NEW YORK (CNNMoney.com) - Higher energy costs and a slowing housing market are the two key factors that will pressure consumers to retrench spending in 2006, causing a slowdown in overall retail sales growth, according to the National Retail Federation's annual industry forecast released Monday.
The NRF expects retail sales, excluding autos, gasoline and restaurants, will increase 4.7 percent from last year, much softer than last year's 6.1 percent gain.
In its quarterly Retail Sales Outlook Report, the group cited tough comparisons, rising energy costs and a slowdown in the housing market for this year's subdued outlook.
American consumers for the past several years have proven to be extremely resilient to economic headwinds, and they've also been spending more than they earn. The savings rate has plummeted to an all-time low and is now in negative territory.
How did consumers manage this?
"It is obvious that the spending power came from something else besides wages and salaries," the group said in the report. "Much of the answer lies in the housing market."
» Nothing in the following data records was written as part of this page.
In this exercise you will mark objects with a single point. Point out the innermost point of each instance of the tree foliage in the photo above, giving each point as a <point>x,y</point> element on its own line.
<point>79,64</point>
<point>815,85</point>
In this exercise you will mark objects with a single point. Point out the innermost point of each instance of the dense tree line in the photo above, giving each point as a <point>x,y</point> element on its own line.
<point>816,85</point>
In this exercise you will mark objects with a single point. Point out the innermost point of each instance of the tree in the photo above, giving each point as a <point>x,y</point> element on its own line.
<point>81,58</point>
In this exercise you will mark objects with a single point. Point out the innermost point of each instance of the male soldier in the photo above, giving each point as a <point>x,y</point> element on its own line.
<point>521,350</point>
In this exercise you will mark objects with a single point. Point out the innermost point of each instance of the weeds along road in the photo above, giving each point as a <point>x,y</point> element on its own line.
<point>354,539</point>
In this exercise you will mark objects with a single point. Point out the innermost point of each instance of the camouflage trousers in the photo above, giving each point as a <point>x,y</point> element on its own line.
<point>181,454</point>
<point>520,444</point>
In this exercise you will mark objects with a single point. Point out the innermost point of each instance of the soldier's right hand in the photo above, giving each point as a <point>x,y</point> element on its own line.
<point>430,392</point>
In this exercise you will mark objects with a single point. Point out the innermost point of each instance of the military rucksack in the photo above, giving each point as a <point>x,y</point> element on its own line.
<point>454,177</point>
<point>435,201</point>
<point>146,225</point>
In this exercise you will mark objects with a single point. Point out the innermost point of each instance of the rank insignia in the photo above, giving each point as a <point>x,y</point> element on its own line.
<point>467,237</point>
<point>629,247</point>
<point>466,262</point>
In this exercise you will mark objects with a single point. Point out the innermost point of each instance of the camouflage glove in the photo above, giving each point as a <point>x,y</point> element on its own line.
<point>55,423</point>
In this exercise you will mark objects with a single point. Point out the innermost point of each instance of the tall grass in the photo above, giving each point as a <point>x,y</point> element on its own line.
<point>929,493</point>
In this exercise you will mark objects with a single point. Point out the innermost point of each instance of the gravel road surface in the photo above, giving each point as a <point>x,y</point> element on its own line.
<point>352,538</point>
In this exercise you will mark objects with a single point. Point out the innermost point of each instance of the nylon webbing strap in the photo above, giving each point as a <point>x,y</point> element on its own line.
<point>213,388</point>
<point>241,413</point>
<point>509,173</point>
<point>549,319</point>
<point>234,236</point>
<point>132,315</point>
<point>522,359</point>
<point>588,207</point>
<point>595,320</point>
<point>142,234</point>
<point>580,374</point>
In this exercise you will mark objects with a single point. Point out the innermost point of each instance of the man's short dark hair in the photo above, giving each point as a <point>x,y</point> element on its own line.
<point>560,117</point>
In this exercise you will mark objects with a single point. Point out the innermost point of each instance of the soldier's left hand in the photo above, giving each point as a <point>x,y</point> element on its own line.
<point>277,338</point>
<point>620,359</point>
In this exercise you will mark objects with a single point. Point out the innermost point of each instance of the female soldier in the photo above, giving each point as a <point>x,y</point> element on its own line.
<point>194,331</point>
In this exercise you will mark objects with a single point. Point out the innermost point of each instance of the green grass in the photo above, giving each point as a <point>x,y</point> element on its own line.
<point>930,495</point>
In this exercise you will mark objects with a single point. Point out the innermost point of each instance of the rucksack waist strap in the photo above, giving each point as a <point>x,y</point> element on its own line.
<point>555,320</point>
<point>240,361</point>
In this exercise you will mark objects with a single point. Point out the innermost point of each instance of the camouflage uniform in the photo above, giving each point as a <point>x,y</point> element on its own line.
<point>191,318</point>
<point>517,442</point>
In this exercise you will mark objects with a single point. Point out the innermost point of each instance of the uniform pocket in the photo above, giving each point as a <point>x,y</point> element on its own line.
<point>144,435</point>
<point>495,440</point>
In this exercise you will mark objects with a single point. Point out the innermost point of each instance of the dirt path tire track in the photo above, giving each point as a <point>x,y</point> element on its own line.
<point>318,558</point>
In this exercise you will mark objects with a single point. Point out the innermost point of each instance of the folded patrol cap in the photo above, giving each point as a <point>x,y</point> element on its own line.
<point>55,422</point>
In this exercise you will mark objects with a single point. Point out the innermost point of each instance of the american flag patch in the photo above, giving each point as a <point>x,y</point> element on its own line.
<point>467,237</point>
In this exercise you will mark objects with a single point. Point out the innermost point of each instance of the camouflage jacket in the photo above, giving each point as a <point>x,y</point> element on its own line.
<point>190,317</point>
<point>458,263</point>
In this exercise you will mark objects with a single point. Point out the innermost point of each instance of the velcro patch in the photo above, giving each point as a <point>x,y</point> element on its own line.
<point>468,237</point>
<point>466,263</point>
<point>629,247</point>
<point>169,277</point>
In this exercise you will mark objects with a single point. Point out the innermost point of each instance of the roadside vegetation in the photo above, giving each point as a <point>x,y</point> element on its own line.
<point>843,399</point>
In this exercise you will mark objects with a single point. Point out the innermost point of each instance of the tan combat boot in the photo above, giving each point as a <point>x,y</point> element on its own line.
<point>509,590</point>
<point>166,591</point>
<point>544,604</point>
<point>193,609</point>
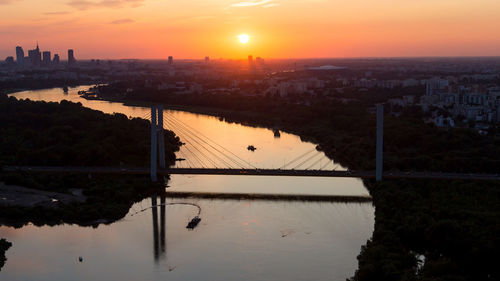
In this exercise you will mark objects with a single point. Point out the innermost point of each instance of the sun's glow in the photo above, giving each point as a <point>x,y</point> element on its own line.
<point>243,38</point>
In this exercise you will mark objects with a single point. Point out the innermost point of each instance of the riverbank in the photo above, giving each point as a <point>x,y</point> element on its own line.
<point>41,133</point>
<point>452,225</point>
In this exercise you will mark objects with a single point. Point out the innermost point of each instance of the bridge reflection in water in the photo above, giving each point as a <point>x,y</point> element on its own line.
<point>159,235</point>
"With the housing market beginning to slow, consumers will be challenged to find new sources of spending power," NRF chief economist Rosalind Wells said in a statement. "The strong retail sales we saw in the second half of 2005 will be replaced by more conservative spending in the New Year."
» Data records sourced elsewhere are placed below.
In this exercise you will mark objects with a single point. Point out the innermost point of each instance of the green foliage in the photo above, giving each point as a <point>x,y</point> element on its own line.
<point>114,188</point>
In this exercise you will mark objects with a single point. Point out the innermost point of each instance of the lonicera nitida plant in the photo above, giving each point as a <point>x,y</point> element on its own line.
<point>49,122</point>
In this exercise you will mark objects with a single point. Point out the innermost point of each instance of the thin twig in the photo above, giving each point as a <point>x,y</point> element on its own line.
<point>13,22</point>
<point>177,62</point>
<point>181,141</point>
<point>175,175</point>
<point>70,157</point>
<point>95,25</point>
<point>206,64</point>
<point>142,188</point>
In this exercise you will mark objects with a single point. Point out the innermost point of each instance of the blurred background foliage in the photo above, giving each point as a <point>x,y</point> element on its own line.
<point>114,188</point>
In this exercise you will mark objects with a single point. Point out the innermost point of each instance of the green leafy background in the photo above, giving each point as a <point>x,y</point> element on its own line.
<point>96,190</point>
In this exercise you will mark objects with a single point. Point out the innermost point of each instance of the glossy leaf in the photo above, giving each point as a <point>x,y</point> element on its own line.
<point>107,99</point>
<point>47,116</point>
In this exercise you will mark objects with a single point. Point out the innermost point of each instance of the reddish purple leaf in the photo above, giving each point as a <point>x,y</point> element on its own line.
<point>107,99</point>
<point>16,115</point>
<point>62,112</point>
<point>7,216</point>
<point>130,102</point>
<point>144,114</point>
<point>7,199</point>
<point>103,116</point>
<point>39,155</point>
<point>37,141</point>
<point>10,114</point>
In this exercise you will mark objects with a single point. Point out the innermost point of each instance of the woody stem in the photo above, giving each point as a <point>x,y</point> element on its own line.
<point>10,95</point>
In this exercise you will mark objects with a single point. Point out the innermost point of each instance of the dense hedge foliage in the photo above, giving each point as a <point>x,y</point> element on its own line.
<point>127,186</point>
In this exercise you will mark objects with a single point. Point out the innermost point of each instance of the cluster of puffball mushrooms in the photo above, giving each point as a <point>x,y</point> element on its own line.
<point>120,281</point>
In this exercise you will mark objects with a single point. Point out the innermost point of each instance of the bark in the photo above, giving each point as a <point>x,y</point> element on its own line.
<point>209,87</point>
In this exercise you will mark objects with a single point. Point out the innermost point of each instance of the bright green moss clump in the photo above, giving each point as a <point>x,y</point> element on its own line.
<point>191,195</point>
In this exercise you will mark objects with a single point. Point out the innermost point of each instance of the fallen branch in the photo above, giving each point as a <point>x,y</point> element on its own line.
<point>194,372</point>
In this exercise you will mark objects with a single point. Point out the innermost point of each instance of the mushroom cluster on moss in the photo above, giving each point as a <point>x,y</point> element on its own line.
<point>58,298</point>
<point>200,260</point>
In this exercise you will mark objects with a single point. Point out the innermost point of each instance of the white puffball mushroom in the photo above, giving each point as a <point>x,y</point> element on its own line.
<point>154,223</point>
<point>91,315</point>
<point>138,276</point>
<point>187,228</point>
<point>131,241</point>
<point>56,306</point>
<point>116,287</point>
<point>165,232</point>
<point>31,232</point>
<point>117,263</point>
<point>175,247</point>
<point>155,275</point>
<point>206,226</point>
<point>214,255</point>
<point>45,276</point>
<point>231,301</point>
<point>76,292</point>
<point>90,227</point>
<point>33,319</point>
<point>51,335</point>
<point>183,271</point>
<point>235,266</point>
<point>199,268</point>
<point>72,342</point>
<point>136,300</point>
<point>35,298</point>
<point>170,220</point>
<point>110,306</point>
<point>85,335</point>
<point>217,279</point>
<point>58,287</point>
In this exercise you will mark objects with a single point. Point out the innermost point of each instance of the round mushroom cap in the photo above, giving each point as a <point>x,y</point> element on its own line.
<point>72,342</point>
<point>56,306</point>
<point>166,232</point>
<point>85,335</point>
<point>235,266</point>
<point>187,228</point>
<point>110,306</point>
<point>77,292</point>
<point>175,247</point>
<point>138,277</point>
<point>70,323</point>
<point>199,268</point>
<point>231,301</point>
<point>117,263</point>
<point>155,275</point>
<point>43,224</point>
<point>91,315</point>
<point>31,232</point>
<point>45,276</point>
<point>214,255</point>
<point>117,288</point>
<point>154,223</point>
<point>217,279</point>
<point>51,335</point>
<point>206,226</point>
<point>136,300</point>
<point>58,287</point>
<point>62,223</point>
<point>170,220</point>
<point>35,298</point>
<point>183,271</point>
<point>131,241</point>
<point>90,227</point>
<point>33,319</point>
Despite its cautious outlook, it still expects sellers of clothing, footwear, jewelry and health and personal care products to "achieve solid sales growth" in the 4-5 percent range.
Electronics should remain a hot category as prices on must-have items like flatscreen TVs and home theater systems come down.
But home-building outlets and furniture sellers could lose momentum as housing activity slows, the NRF said.